The Longbridge East site in Birmingham is the site for a major regeneration project

The Longbridge East site in Birmingham is the site for a major regeneration project

UK contractor KDC Group has recently completed a £2.5 million (US$3.9 million) contract to help transform the former MG Rover car factory at Longbridge East in Birmingham. The 17 acre site is part of main contractor St Medwen’s overall £1 billion (US$1.6 billion) regeneration scheme that covers more than 468 acres (190 hectares). The plan calls for the conversion of what was one of Britain’s major car manufacturing centres into a new thriving community, generating new housing and creating numerous employment opportunities.

KDC removed the former factory’s below ground infrastructure and concrete slabs, remediated the soil and ground water, and reprofiled the site, with the work carried out by 12 employees of the company’s contaminated land and groundwater remediation business. The work included the installation of a 6 m (19.7 ft) deep, 200 m (656 ft) long treatment tunnel using the latest contamination treatment techniques that captures and treats water prior to it reaching the site.

According to contract manager Michelle Rodgers: “The project required highly skilled engineers to use all the latest techniques due to the industrial nature of the area. We have extensive experience working on regeneration projects and it’s fantastic to add this project to our roster. We were working to a strict timeline. When completed, the site will become a hub for the local community and we are delighted to be involved.”

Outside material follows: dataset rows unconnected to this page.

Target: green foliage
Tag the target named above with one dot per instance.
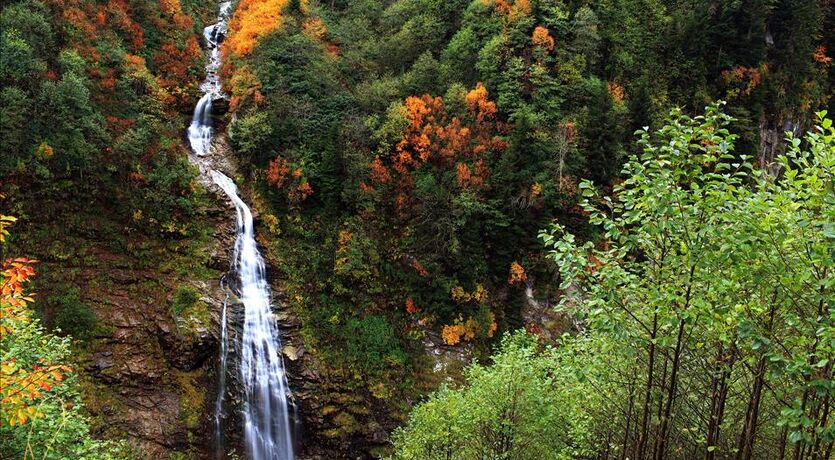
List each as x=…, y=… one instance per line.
x=72, y=315
x=373, y=344
x=709, y=267
x=184, y=299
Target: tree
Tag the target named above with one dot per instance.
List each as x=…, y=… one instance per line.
x=39, y=399
x=710, y=293
x=524, y=406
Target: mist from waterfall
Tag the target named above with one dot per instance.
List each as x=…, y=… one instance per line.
x=266, y=403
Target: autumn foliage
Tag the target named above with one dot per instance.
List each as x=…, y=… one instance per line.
x=438, y=141
x=21, y=387
x=253, y=19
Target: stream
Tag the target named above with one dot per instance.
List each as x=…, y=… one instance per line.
x=266, y=400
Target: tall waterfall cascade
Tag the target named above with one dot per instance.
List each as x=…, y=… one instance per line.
x=266, y=399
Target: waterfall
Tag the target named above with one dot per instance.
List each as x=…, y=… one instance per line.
x=221, y=384
x=201, y=130
x=266, y=406
x=266, y=402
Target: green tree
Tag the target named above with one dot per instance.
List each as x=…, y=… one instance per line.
x=526, y=405
x=711, y=293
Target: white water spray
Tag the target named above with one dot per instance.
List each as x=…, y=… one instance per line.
x=266, y=406
x=268, y=434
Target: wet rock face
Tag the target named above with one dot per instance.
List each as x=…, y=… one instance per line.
x=147, y=368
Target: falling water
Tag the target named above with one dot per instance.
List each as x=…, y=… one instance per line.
x=266, y=407
x=221, y=386
x=200, y=131
x=266, y=404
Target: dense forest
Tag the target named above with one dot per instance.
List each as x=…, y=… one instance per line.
x=481, y=229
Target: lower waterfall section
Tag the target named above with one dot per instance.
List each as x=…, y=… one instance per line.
x=268, y=429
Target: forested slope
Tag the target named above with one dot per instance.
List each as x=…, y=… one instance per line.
x=403, y=157
x=411, y=151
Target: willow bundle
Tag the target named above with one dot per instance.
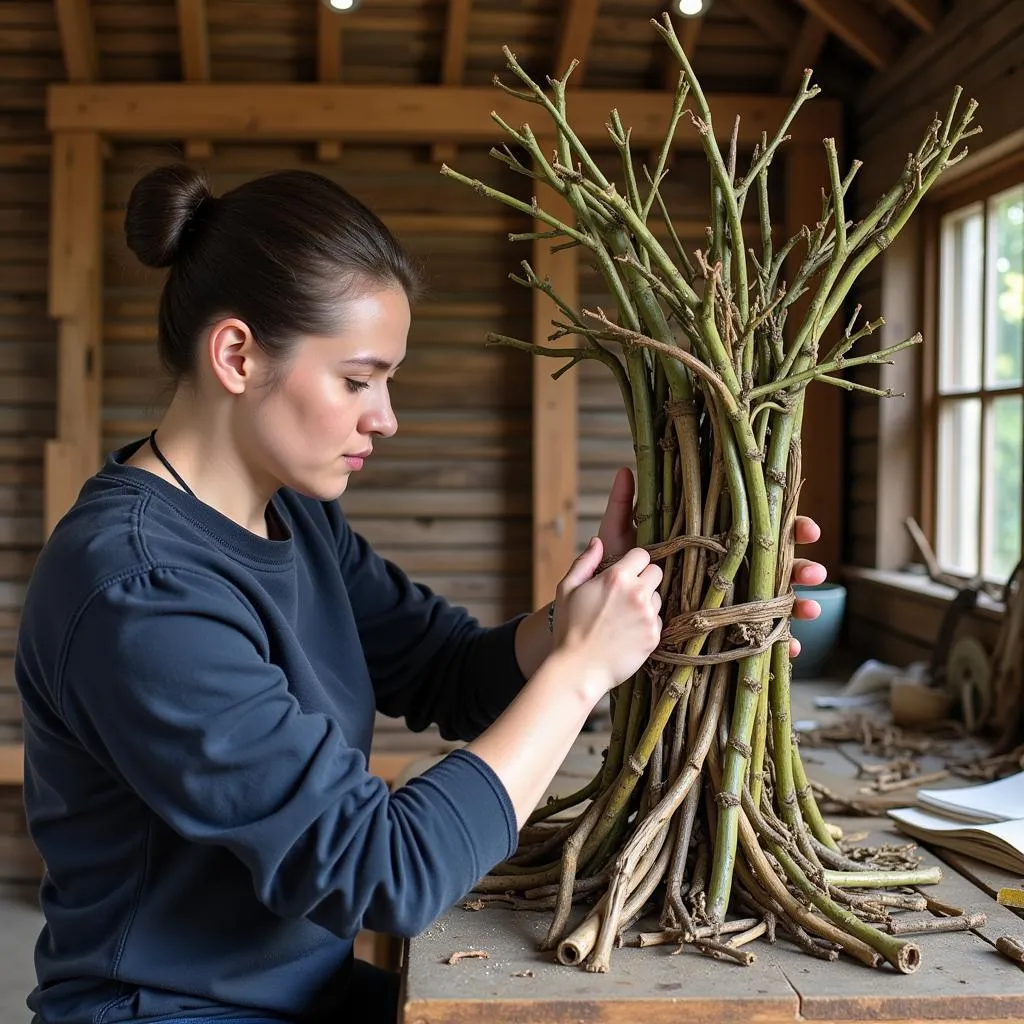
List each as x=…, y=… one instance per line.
x=702, y=802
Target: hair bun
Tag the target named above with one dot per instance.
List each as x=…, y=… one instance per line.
x=160, y=209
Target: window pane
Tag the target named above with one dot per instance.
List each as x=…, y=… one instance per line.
x=1005, y=323
x=961, y=296
x=1003, y=487
x=957, y=479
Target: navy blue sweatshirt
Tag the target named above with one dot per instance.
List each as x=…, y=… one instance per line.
x=199, y=704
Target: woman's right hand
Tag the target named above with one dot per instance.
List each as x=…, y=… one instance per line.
x=610, y=619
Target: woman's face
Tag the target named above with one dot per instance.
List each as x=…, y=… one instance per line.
x=316, y=424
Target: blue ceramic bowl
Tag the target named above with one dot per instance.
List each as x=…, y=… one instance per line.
x=817, y=638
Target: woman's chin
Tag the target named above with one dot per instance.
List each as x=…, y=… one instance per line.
x=324, y=489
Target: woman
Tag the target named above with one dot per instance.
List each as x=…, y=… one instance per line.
x=205, y=643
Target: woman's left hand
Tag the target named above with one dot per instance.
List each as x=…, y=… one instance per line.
x=619, y=535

According to Mark Batchelor, construction manager for St. Modwen, “We awarded the remediation contract to KDC due to the experience of the business and the highly skilled project team. We have undertaken extensive remediation works across the wider Longbridge site and sustainability is always at the heart of what we do, with the overall aim of recycling more than 95 per cent of on-site material for future use in the project. This reduces the need for importing and off-site disposal of material, thus decreasing traffic on the roads and reducing the carbon emissions of the project.”